Lengthy Summers Takes a Hit As District-Wide Calendar Changes 


Alexis Lubow

Big Change: Sophomore Trista Rohrer has a less than positive reaction to the new district calendar change for summer.

The first week of school is one that leaves a lasting impression on students that they’ll carry with them for the rest of the school year. Seating charts to forever friendships, and class assignments to a positive and progressive year. But, imagine if the comfort of this week was ripped away from you, just three months before the start of the summer?

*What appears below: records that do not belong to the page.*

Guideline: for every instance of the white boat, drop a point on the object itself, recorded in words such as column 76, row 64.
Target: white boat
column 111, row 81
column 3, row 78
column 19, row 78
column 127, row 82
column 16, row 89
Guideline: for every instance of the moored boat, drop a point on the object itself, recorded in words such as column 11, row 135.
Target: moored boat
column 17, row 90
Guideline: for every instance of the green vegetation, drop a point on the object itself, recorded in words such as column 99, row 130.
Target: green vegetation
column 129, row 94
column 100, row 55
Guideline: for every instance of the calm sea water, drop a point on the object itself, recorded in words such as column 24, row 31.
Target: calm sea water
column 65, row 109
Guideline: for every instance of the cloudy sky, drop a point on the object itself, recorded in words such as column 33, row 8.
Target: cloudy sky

Every three calendar years, the Atlanta Public School board of education has the opportunity to revise the timeline, and structure, of the upcoming school year. In 2018, the calendar was revised, prolonging summer, and, effectively, shortening mid-year breaks. Fall, winter, and spring breaks that were once a full week became only three days long. The response to this calendar change was positive and it worked smoothly for its three-year course. As of the beginning of February, just three months prior to the start of the summer season, the school board made the impromptu decision to shorten summer. Sophomore Trista Rohrer is one of many North Atlanta students who will be greatly impacted by the calendar change. Rohrer, who will be attending summer camp up to July 29, will have to conclude camp, travel home from Hendersonville, N.C., and then start school the next day. “I feel overwhelmingly blindsided by this decision,” she said. “It is so last minute, and the thought of it completely stresses me out.” 

Breaking up the year puts a handicap on working parents across greater Atlanta. The majority of American households live off of two full-time working parents, most of which do not have the ability to leave work at the drop of a hat, meaning that these hard-working guardians have to figure out costly alternatives to ensure their children a fun, and safe, week, while still being able to commit to a nine-to-five. One thing I remember from when I was little was sitting at home during breaks because my parents work full time, it was sad, for them and for me,” Roher said. 

In contrast to Rohrer, a different majority of the student body will endure a lesser effect due to the summer change. Just because the immediate impact is lessened does not account for the in-year problems that these students, and their families will face. One of these students, Freshman Spencer Hines, relates to this point, saying “It isnt like I will be out of town, but like, in any capacity, this is way to last minute to be taken into account for summer plans” He says, “It’s ridiculous, to students, teachers, and parents, all in the same.”

In a world of unknowns, one thing is for sure, calendars should be set with warning for the betterment of our student body. Some could say: calenDONT count on your summer plans!